Figure 2: Query #28 Missing Indexes All Databases

This query is very useful, but also very easy to misinterpret and misuse. I have seen many novice DBAs and developers use the results of this query to pretty badly over-index their databases, which affects their database size and hurts insert, update, and delete performance. I like to focus on the last_user_seek column, and see how long ago that was. Was it a few seconds or minutes ago, or was it days or weeks ago?

I then start looking at the user_seeks, avg_total_user_cost, and avg_user_impact columns to get a sense for how often SQL Server thinks it wants this proposed index, how expensive it is not to have the index, and how much the query optimizer thinks the cost of the query would be reduced if it did have this index that it is requesting.

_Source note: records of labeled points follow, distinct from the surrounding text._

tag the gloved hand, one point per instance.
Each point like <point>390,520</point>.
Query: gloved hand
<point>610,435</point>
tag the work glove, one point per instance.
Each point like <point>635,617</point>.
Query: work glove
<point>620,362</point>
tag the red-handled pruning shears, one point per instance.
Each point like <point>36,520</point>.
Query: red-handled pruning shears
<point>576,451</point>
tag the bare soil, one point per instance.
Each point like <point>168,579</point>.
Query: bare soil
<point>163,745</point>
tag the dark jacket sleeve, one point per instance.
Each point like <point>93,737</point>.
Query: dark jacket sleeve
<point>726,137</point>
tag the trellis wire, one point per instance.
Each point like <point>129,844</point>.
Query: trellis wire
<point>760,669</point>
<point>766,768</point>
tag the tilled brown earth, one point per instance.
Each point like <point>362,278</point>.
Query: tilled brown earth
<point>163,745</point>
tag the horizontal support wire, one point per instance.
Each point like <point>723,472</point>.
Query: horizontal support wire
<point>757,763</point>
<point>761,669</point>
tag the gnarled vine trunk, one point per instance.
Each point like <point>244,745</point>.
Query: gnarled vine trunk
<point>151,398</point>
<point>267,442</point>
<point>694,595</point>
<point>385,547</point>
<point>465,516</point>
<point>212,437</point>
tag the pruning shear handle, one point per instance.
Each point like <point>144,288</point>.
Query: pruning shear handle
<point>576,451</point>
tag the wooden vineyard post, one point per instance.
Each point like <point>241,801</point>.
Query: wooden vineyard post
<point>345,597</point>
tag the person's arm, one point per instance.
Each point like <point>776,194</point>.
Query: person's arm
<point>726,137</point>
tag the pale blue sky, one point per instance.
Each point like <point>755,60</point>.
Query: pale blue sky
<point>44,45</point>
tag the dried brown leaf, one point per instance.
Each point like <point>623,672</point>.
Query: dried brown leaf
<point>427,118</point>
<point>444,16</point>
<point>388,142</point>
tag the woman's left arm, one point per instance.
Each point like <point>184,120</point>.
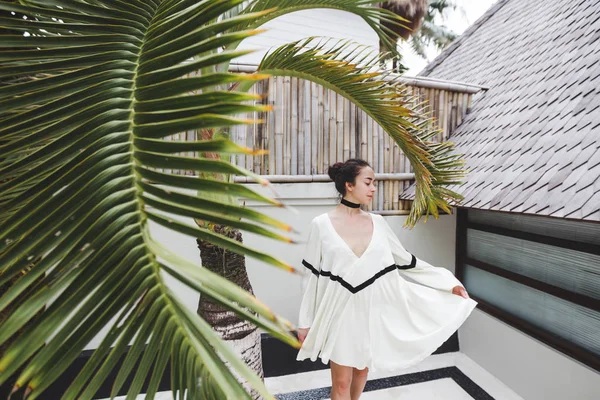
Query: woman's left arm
<point>420,271</point>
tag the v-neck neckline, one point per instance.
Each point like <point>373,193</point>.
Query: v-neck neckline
<point>346,244</point>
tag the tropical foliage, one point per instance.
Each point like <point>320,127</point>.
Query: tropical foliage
<point>91,92</point>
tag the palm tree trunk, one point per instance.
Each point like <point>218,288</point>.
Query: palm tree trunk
<point>241,335</point>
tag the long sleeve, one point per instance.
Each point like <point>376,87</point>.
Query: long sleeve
<point>312,266</point>
<point>418,270</point>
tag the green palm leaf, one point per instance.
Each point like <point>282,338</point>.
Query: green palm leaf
<point>352,71</point>
<point>91,102</point>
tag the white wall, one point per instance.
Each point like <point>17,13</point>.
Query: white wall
<point>532,369</point>
<point>302,24</point>
<point>432,241</point>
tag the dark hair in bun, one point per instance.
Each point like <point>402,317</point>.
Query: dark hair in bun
<point>344,172</point>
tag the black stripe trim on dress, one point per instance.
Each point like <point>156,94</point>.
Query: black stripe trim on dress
<point>353,289</point>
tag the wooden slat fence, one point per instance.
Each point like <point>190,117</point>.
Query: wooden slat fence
<point>312,127</point>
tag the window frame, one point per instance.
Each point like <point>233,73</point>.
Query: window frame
<point>558,343</point>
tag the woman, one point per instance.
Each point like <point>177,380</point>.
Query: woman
<point>358,312</point>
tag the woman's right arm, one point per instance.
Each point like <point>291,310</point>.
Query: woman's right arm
<point>312,266</point>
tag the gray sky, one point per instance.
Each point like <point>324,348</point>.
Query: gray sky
<point>458,20</point>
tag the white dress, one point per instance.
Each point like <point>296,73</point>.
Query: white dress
<point>363,313</point>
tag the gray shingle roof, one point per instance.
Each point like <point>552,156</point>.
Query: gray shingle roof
<point>532,141</point>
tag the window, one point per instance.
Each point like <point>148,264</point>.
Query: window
<point>539,274</point>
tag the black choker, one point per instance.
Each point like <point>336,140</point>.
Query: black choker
<point>350,204</point>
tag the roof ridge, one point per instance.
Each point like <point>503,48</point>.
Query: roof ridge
<point>466,34</point>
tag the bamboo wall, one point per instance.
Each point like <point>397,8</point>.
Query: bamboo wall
<point>312,127</point>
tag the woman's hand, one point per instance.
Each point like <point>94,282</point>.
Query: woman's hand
<point>460,291</point>
<point>302,332</point>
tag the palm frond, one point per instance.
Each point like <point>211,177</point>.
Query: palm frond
<point>352,71</point>
<point>91,95</point>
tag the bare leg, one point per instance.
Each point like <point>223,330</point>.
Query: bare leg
<point>341,379</point>
<point>359,380</point>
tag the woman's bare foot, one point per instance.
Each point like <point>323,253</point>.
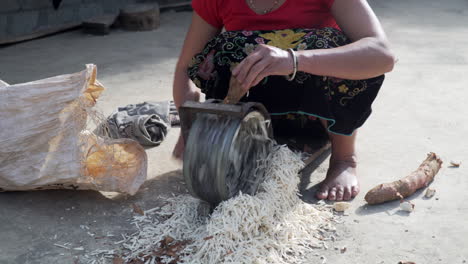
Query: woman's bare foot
<point>341,183</point>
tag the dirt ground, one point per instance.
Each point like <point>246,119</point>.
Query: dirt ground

Next, I’ll look at any other proposed indexes on the same table to see if I can come up with a wider, consolidated index that covers multiple requested indexes. Finally, I’ll look at the existing indexes on that table, and look at the index usage metrics for that table to have a better idea of whether a new index would be a good idea, based on the volatility of that table.

 

Query #29 is VLF Counts. This query calls the DBCC LogInfo command for each on of your system and user databases to get your current virtual log file (VLF) counts for your transaction logs. Query #29 is shown in Figure 3

   1: -- Get VLF Counts for all databases on the instance (Query 29) (VLF Counts)

   2: -- (adapted from Michelle Ufford) 

   3: CREATE TABLE #VLFInfo (RecoveryUnitID int, FileID  int,

   4:                        FileSize bigint, StartOffset bigint,

   5:                        FSeqNo      bigint, [Status]    bigint,

   6:                        Parity      bigint, CreateLSN   numeric(38));

   7:      

   8: CREATE TABLE #VLFCountResults(DatabaseName sysname, VLFCount int);

   9:      

  10: EXEC sp_MSforeachdb N'Use [?]; 

  11:  

  12:                 INSERT INTO #VLFInfo 

  13:                 EXEC sp_executesql N''DBCC LOGINFO([?])''; 

  14:      

  15:                 INSERT INTO #VLFCountResults 

  16:                 SELECT DB_NAME(), COUNT(*) 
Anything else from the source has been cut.